Ekim 2012
Ev derin bir sessizlik içindeydi. Jiwon her zamanki gibi odasına kapanmıştı fakat her zamankinin aksine kapısının altından hiçbir ışık sızmıyordu. Annem oturma odasındaki tekli koltuğa oturmuş, sadece televizyon ışığının aydınlattığı odada önünde duran ve sehpanın üzerine koyduğu şişeden birasını yudumluyordu.
Onun için endişeli hissediyordum ama yanına gitmeye de korkuyordum açıkçası. Yarım saatte bir mutfağa gitme bahanesi ile oturma odasının açık kapısından izlemediği televizyona boş boş bakan annemi kontrol ediyordum ve Jiwon'un kapısı kapalı olmasaydı onun için de aynı şeyi yapardım.
Babamın ilk ölüm yıl dönümü yaklaştığı için evde bir süredir süregelen sessizliği anlamlandırmak zor değildi. Annemle ettiğimiz kavgalar bile yerini derin bir sessizliğe bırakmıştı. Bu ara üstümüze ayrı bir düşer olmuş, tıpkı benim ona yaptığım gibi o da bizi sık sık kontrol eder hâle gelmişti.
Kötü hava evin içinde adeta bir kara büyü gibiydi. Üçümüz de sessizce yasımızı tutuyor ve babamı yad etmeye çalışıyorduk fakat bunu ayrı ayrı yapıyorduk.

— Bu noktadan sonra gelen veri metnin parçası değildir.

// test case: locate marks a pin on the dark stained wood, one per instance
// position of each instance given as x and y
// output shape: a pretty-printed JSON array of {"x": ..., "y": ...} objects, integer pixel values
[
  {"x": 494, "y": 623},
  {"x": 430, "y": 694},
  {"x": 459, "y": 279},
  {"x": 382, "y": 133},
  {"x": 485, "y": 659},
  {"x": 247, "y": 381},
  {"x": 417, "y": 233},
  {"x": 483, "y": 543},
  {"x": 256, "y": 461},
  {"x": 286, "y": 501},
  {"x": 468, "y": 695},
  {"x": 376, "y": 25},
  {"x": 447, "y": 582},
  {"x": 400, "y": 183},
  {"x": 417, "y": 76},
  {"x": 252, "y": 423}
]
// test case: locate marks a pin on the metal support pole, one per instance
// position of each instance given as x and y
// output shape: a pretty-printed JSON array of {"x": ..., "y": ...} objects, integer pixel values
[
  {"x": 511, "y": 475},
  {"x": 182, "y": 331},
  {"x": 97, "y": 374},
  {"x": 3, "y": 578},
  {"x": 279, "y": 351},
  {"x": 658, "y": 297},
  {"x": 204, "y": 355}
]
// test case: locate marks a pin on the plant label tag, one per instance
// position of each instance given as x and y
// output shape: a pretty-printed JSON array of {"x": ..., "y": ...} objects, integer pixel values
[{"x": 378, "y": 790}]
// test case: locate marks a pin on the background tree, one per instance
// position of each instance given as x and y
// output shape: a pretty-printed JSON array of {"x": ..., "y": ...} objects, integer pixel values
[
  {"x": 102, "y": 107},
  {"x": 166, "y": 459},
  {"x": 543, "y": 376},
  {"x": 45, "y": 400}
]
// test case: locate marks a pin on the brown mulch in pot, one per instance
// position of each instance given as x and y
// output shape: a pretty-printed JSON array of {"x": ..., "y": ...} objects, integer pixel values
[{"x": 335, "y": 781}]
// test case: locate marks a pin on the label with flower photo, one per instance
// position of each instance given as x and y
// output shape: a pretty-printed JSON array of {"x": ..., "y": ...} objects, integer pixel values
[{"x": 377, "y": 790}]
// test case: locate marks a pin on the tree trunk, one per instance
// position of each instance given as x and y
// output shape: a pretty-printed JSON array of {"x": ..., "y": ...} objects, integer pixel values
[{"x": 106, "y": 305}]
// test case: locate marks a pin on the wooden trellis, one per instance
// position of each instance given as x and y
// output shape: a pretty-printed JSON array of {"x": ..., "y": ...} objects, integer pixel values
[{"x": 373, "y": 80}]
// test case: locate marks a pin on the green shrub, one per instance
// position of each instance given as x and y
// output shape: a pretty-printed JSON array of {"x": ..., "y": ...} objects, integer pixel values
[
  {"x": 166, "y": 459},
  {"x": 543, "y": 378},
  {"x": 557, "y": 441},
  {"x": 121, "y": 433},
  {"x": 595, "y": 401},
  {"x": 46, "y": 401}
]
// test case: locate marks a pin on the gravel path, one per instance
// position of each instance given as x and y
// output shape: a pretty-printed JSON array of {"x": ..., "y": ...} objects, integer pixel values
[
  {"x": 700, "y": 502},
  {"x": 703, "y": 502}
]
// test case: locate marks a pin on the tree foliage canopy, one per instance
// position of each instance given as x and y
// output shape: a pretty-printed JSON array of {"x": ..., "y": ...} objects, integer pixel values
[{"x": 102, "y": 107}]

Acı çekmek, ağlamak ve haykırmak utanılması gereken şeylermiş gibi köşe bucak kaçıyorduk birbirimizden. Yasımızı dillendirmiyor ve konuyla ilgili tek kelime dahi etmiyorduk.
Yoongi ve Jungkook da şu sıralar üstümde var olan durgunluğa anlayış ile yaklaşıyor ve aklımı dağıtmak için ellerinden geleni yapıyorlardı. Doğum günümü kutlamak istemediğimi Yoongi'nin göğsünde haykırdığımdan beri planlarının rafa kaldırılmış olmasının onları incittiğini görebiliyordum ama ben nasıl istersem öyle olacağı konusunda hemfikirlerdi.
Taehyung bile bulaşmıyordu birkaç gündür bana.
Gerçi gezi gecesinden sonra çok da bulaşmış sayılmazdı zaten, daha çok beni sinir etmek için uğraşıyor gibiydi fakat son birkaç gündür onu bile yapmamıştı.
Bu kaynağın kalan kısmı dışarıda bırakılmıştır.